I didn't want to see my parents today. I did everything possible to avoid them this morning and only came out of hiding, in my room, when I knew they were long gone. Luckily, Elise was also still at the Cameron's for the day so I could send some time figuring out what the next step was.

Since the internet and cell service was still down here, this led me to sit outside and simultaneously bask in the sun and my impending doom. This whole situation was causing a giant pit in my stomach and on top of that I had a headache from drinking at the party last night. I did my best to cover up all signs of my misery with a large pair of sunglasses and a messy bun. I hope I didn't look as bad as I felt though.

I didn't know what I was going to do when my parents got home from work. I wanted so badly to just confront them about this, but I didn't know where that would get me. The other thing that racked my brain all night was figuring out why Ward Cameron was at the office last night. There was truly no reasonable explanation for it.

For some reason the patio sectional was more comfortable than my bed. I was starting to finally calm down when I was interrupted by someone joining me.

"Madam, your groceries have arrived." A familiar voice said, knocking me out of my trance. My heart skipped a beat when I realized who that voice belonged to.

"That's weird because I was really looking forward to Pope bringing the groceries today." I replied, sitting up to look at the boy standing in front of me. His arms were filled with groceries my parents ordered from Heyward's grocery store. I didn't know JJ worked there, but I wasn't surprised considering he was close with Pope.

"Well you're out of luck because I'm here today." He answered, setting the groceries down on the table in front of me.

"Great." I sighed, leaning back on to the sofa. Last night I was a little bit too emotional with him. There was something kindling between us, but I didn't want to get too deep into it. It just seemed best to put up the walls before I got hurt.

"Are you okay?" He asked, sitting down in the loveseat across from me.

"Yeah. Just tired." I said, standing up and grabbing the groceries. I wasn't in the mood to talk to anyone right now. I just wanted to be alone.

He stood up just as quickly and started grabbing bags from the table, so I didn't have to carry them myself. "Let me help you." I was getting the sense he wasn't going to leave me alone.

"What do you want from me, JJ? I've done everything you wanted me to do. I broke into my parents offices with you. I'm just ending up getting hurt. I can't process anything." I reply, grabbing the remaining groceries and storming into the house. What I said was the truth, I couldn't take going out to look for anything else today. I felt like his whole purpose coming here wasn't to deliver groceries, it was to see what the next move was.

"Dammit, Emerson. You do this every time something gets too hard for you. You shut down and hide. Just like when we were kids, you always rush to judgment of everything. I didn't come here to talk to you about your parents, I came here to see you and make sure you were alright. Maybe let someone care about you for once without being so rude to them." It was like he read my mind as he followed me into the kitchen, the remaining groceries in his hands.

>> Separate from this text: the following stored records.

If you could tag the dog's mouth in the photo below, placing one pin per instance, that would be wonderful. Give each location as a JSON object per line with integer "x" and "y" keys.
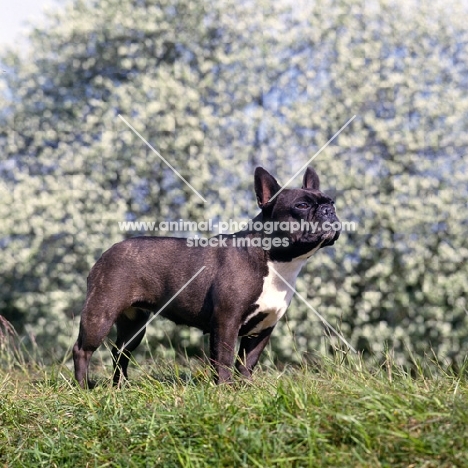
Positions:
{"x": 324, "y": 237}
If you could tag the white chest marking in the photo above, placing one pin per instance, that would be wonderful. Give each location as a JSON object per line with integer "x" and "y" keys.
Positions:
{"x": 276, "y": 294}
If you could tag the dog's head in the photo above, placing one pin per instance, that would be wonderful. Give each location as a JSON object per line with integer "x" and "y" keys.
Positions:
{"x": 307, "y": 213}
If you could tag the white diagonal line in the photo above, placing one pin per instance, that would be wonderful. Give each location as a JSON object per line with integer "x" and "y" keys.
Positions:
{"x": 157, "y": 154}
{"x": 162, "y": 308}
{"x": 314, "y": 311}
{"x": 313, "y": 157}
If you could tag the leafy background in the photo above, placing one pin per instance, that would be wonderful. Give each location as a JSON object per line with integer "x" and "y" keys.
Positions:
{"x": 219, "y": 88}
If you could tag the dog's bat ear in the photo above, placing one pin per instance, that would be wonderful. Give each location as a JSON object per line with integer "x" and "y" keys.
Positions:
{"x": 265, "y": 186}
{"x": 311, "y": 180}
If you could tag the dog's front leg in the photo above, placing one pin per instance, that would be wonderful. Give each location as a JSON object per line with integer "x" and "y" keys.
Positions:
{"x": 250, "y": 349}
{"x": 223, "y": 338}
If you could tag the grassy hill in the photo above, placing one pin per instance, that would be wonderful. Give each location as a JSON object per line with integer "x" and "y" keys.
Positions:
{"x": 336, "y": 414}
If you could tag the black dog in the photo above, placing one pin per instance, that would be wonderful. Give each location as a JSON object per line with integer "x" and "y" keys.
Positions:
{"x": 240, "y": 292}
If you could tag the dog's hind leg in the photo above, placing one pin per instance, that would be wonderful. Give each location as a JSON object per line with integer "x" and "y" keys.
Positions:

As much as I didn't want to admit it, he was right though. "Just go." I shouted, throwing the groceries on the floor, without caring what was inside the bags. I didn't care at this point, although he was right I was heated about everything going on. He was just the first person I'd seen, so I took it out on him. The best thing for me was to hide my sadness with anger. If I let whatever I was feeling out now it would be too much for me to handle. My back was facing him so that I didn't have to see him, it was easiest that way.